Designing and developing Breakaway Football has been a labor of love, and I am very excited about how the game has turned out. In late March, we plan to make the game available to our faithful fans for print on demand through The Game Crafter (www.thegamecrafter.com). But as for the Kickstarter campaign, gentle reader, let us share with you those truths we have internalized along the way.
When we launched our Kickstarter in October 2016, we fully underestimated the necessity to bring our target audience to the table in the first 48 hours. While we did have a stable of devoted backers, and we did enjoy that initial spike in funding in the first two days, we were unaware of the need to bring enough people to the table to fully fund the project, instead hoping that like-minded people would discover the project and help us reach our goal. Our funding goal was perhaps too high and our stable of committed backers was not deep enough. In short, we had failed to reach our target audience sufficiently BEFORE the campaign started. So we did not fund.
Some definite good came from this experiment. We got some encouraging feedback from potential backers, one of whom was a publisher who spent the time to give us direct, constructive feedback. This is how friendly the board game community is, that an insider would take the time to help out some up and coming dreamers with a good idea. It is an amazingly supportive environment.

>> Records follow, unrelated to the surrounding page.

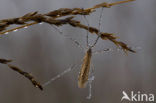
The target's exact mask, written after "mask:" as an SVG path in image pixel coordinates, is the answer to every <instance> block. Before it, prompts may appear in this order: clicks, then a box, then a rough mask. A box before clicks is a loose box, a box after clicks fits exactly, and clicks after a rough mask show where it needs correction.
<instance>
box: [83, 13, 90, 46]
mask: <svg viewBox="0 0 156 103" xmlns="http://www.w3.org/2000/svg"><path fill="white" fill-rule="evenodd" d="M84 19H85V20H86V22H87V25H88V28H89V22H88V20H87V18H86V16H85V15H84ZM88 36H89V30H87V35H86V42H87V47H88V46H89V41H88V39H89V37H88Z"/></svg>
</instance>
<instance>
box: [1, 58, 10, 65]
mask: <svg viewBox="0 0 156 103" xmlns="http://www.w3.org/2000/svg"><path fill="white" fill-rule="evenodd" d="M9 62H12V60H7V59H0V63H1V64H7V63H9Z"/></svg>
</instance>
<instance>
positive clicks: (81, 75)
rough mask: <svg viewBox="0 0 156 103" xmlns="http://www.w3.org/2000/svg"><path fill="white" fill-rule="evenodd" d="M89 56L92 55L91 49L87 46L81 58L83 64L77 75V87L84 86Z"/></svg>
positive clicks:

Here is some of the feedback we received, in case it can help you in reaching your goal to launch a Kickstarter campaign:
- Graphic Design Matters
The game was fully functional and some elements (like the board design & card art) were praised by backers. But during the campaign we received very good suggestions on field numbering, increasing the size and visibility of the important information on each card, and other aesthetic adjustments. We did go back to the drawing board after the campaign closed, and the resulting changes have made a more beautiful and functional game. If we had built our target audience ahead of time, we could have solicited that feedback BEFORE the campaign and been more successful in attracting new buyers.
- Make Your Rules Public
Any new game wants to promote how it plays and how it works. We may have relied too much on the video to explain/describe the mode of play. At a minimum, we should have made the rules available to download on our website so people could peruse the system at their own pace. In part, the failing was we had the rules developed but not graphically designed. The rules were almost all text, so we opted to hold them back. While this alone would not have tipped the scales in our favor, we should have had the rules ready to go – it is ultimately a sales tool.
- Design For Ease of Play
This echoes the need to have the components make the game play seamless and fluid. Hence the need for larger font on all the play cards and color-coding of important information. However, it goes deeper than just the aesthetics. Our goal was to faithfully recreate a realistic football experience in at least half the time of, say, Strat-O-Matic Football (which is a great game, no question). Football itself if very fiddly, with tons of edge cases and little rules that football fans know off-the-cuff, but become cumbersome when a gamer comes to the table. Feedback stated we should design for gamers, not football fans, and we obliged. There is a core game set with a greatly simplified experience for casual football fans and we have an “Advanced Rule Set” that includes all the edge cases (Onsides Kicks, Hail Mary passes, advanced time keeping, etc.).
- Video Production Value Matters
Our video was cute but shot on a cell phone. We did record audio on a good quality microphone and overdub most of it, but the overall quality was always amateurish. We are not suggesting you have to have a Disney Pixar-quality experience. Indeed, some awful projects have had some killer promotional videos. Instead, know that the bar has been raised since 2011, and it appears the audience expects a certain quality to take your project seriously.
- Paint Your Target (Audience)
Know who you are targeting as the core audience for the game. Be able to reach them directly well in advance of the campaign. Go to where they are and establish relationships. Build your network over time. It is unreasonable to expect that your target audience will want to be marketed to, even if your product is exceptional.
- Hype Your Target Audience Well In Advance
For us, we were not sure how to reach the slim overlap of our Venn diagram where sports enthusiasts align with board gamers. They are out there, no question, but we were not successful in reaching them in a meaningful way prior to the Kickstarter launch date. In retrospect, we should have not moved forward with the campaign, regrouped, and spent the time networking with our target audience.
Many blogs and podcasts have talked about these Do’s and Don’ts. But we have now both experienced them and, through the experience, internalized them. If you are ready to launch your Kickstarter, take a moment to use our feedback as a checklist. Good luck with your campaign!